Commercial success is the new stamp of creative approval. Failure is a very personal rejection.
Last week, another young member of the glamour industry (film, TV, modeling) took her life. Many news channels got shrieky over the topic - is Tinseltown full of brave smiles and lonely lives? A silly cliché in many ways, one would say, but I tend to agree. Yes, Tinseltown seems to be full of people undergoing depression. Yes, people in front of and behind the camera are suddenly crumbling within. Yes, even super success hasn't stopped a Deepika Padukone from being depressed. As a life coach, I am dealing with it in session after session. Each time, the same story - this need for appreciation, for fulfillment, for contentment through love. This manic investment in someone who one even knows is not worth it, in someone who is perhaps emotionally abusive and simply unable to handle this overt deluge of affection. This inner vacuum that is being filled by something called love. But is this love? Or just a weakness under unreal pressures? Is it the answer to a sudden lack of meaning in life that both failure and success can hand to us? Or is it just an unhealthy latching on to another's identity because we haven't found our own? Somehow, the last bit resonates with me the most.
But is this love?

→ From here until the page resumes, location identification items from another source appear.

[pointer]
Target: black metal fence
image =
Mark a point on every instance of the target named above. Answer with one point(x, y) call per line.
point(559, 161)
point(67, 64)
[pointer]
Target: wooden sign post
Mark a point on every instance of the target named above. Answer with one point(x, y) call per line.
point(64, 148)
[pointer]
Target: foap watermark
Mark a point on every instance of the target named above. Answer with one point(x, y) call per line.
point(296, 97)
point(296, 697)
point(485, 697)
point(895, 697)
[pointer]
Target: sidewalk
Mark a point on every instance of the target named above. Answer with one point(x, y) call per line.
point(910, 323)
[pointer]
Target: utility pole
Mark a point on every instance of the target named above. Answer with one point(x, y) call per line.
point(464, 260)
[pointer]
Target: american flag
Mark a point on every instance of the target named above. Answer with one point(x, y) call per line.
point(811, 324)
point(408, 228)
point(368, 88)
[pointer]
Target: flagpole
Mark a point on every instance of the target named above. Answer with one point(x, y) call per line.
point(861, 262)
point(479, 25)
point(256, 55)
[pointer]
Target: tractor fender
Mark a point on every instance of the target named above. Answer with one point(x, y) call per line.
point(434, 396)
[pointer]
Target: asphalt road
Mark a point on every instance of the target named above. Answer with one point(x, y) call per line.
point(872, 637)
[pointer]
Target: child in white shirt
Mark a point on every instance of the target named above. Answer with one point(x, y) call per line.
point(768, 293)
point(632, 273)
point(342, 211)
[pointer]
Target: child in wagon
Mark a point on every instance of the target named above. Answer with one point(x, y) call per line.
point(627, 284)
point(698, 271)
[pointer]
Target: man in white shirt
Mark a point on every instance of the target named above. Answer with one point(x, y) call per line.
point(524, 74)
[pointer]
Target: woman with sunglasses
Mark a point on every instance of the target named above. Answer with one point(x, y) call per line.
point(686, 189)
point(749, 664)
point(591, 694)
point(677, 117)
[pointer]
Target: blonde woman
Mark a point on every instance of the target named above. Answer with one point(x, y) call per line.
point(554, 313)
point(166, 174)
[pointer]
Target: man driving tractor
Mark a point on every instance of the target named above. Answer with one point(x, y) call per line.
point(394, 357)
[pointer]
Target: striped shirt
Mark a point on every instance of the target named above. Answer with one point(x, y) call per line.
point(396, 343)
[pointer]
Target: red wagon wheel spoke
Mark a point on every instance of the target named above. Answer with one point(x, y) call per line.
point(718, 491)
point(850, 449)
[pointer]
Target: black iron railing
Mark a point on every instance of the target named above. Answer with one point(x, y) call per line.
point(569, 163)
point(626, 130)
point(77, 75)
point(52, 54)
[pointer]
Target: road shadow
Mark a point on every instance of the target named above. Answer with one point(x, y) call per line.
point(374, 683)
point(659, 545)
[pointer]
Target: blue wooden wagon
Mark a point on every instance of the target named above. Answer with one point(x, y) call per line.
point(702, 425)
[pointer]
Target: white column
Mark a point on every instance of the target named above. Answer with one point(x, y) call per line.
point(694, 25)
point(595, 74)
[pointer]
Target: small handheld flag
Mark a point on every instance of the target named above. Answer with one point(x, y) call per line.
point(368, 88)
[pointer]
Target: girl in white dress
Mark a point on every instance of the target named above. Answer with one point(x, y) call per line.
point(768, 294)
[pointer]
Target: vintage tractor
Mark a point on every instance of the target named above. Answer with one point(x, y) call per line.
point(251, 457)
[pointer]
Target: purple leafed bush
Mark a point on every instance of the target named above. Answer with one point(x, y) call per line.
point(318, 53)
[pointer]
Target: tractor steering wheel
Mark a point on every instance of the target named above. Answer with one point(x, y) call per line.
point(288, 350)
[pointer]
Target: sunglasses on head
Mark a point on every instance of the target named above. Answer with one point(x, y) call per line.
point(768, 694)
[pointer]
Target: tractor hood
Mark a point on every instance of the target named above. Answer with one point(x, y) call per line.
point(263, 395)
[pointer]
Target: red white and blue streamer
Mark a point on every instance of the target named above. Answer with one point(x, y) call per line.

Or just a weakness under unreal pressures?
Over the last 20 years as a media professional, I've learnt one thing. Most people in the profession haven't seen the line between their self and their work. Everything is personal. A Friday makes someone saunter into a café with three hangers-on, a Monday makes the same person sit alone in a corner, judged. Commercial success is the new stamp of creative approval. Failure is a very personal rejection. These extreme highs and lows, the investment in an external image and validation say just one thing - we have all forgotten how to be ourselves. Or that we never stopped to look within and meet ourselves. And yet this IS that profession that dabbles into one's sense of self the most. In its imagery, in its idolization, in its need to tap into inner reserves for stories, this IS that profession that is directly playing with emotions on all fronts. And the easiest thing to lose is your own bearings. The biggest achievement is not to lose those bearings no matter what. Let others be the supporting cast but be the hero of your own story. Have an authentic relationship with yourself. A healthy one, a compassionate one, an objective one, but even a bad one will do to begin with.
And I'm not even talking about turning 'spiritual' or even following a practice. I'm just saying, look within. Find your Self. Own your Self. Love your Self. You don't need to be an emotional leech. Visit a shrink if that helps. Find friends who help you maintain that balance. Seek help when the 'lights go off '. Talk about it, reach out, wave the red flags - someone is sure to notice sooner than later. Do whatever it takes to be your own best friend first. Save your Self.
Let your Self be the one to tell that solitude is fine. Loneliness isn't.